Tribune Business Editor

nhartnell@tribunemedia.net

Proposals to part-finance National Health Insurance (NHI) via a 10 per cent tax on auto insurance premiums were yesterday branded “inappropriate” by a leading underwriter, who warned it would undermine a key Government policy objective.

Patrick Ward, Bahamas First’s president and chief executive, warned that raising auto insurance costs would further exacerbate “the significant problem” this nation already has with uninsured motorists.

With 7.5 per cent Value-Added Tax (VAT) set to be levied on Bahamian property and casualty premiums come July 1, Mr Ward said adding a further tax on top of that and the existing 3 per cent premium tax would only increase the number of uninsured drivers.
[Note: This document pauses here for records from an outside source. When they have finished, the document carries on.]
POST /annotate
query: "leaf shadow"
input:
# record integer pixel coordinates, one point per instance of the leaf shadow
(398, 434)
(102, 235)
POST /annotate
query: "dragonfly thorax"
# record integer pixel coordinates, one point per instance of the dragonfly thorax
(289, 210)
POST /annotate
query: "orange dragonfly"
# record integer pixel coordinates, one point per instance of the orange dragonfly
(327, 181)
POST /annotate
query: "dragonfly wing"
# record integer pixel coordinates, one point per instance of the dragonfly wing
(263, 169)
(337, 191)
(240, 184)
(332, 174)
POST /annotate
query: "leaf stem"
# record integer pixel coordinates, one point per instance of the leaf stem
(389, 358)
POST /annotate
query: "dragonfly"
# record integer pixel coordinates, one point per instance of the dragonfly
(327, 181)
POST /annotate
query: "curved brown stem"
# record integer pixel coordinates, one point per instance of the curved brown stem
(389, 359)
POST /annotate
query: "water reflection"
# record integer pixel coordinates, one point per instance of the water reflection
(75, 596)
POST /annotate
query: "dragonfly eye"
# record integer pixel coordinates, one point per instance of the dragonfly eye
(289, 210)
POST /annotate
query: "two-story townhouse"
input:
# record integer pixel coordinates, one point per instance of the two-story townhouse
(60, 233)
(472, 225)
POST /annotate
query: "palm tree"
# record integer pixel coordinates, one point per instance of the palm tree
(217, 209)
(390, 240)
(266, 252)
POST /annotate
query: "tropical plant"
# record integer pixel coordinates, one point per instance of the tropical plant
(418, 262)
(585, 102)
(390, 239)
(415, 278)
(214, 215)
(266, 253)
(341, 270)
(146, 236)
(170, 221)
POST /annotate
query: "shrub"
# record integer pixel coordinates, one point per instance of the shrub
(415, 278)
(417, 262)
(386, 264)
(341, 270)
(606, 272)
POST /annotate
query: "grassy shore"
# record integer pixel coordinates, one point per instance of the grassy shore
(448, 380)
This, he explained, would worsen the potential for financial loss among victims of accidents caused by uninsured drivers, increasing the cost to both the economy and Bahamian society.

The Bahamas First chief said the 10 per cent ‘auto insurance’ tax proposed by Sanigest Internacional, the Government’s NHI consultants, was effectively a ‘wealth transfer’ from motor insurance to medical insurance - as the proposed NHI scheme would likely have to foot rising medical bills for accidents caused by the increasing number of uninsured drivers.

Conceding that he had not yet been able to assess the context in which Sanigest had made its proposal, Mr Ward told Tribune Business: “On the face of it, I don’t think that would be appropriate for this market.

“First of all, we have a 3 per cent tax levied on all premiums, including auto. We already have a significant problem in this country with uninsured motorists on these streets, and one factor is the cost of auto insurance relative to what people can afford.”

This is set to be further exacerbated by VAT’s July imposition, with insurance industry concerns also centred on whether the 7.5 per cent charge will be levied upon the existing premium tax - thus becoming a tax upon a tax.

Mr Ward yesterday confirmed Bahamian insurance industry estimates were that one in five, or 20 per cent, of this nation’s drivers are either uninsured or not properly insured.

This concisely illustrates the scale of a problem he believes Sanigest’s proposal will only make worse.

The Bahamas First chief said the ‘10 per cent auto insurance tax’ would “go against a public policy objective”, and added: “Anything that you do which is going to disincentivise the number of insured motorists on the road is going to impact what the Government wants to achieve.”

Mr Ward described this goal as the protection of “innocent third parties” from bodily and life threatening injuries sustained in road accident, and the recovery of liability for all damages sustained.

The Bahamas First chief executive said the Government should instead seek to “incentivise” motorists to purchase adequate coverage, thereby achieving “a higher compliance rate”.

And, in doing so, he argued that it would “alleviate some of the health insurance issues by another mechanism”.

“There’s a significant amount of money spent each year for medical case procedures or pain suffering issues resulting from bodily injuries that arise in the case of motor vehicle accidents,” Mr Ward told Tribune Business. “We’re talking about millions of dollars a year.”

Summing up the unintended consequences if Sanigest’s auto insurance tax proposal was adopted, Mr Ward said: “Ironically, what seems on the face of it to generate the revenue to provide a broader level of care could undermine the very aspect of the recovery process that actually works.”

Sanigest, in its October 2014 report to the Government, said that with auto accidents the seventh leading cause of male deaths in the Bahamas, healthcare bills associated with these events were likely relatively high.

There were 10,000 motor vehicle accidents reported in the Bahamas in 2013, implying that more than one person was involved in a crash every hour.

Taking the World Health Organisation’s (WHO) estimate that car accidents cost countries between 1-3 per cent of their gross national product (GNP) as a benchmark, Sanigest suggested these cost the Bahamas $90 million in health costs and lost economic productivity.

Levying a 10 per cent premium tax on the estimated $69.404 million in auto insurance premiums forecast for 2016 would provide $6.94 million for the NHI catastrophic insurance fund, the report forecasts.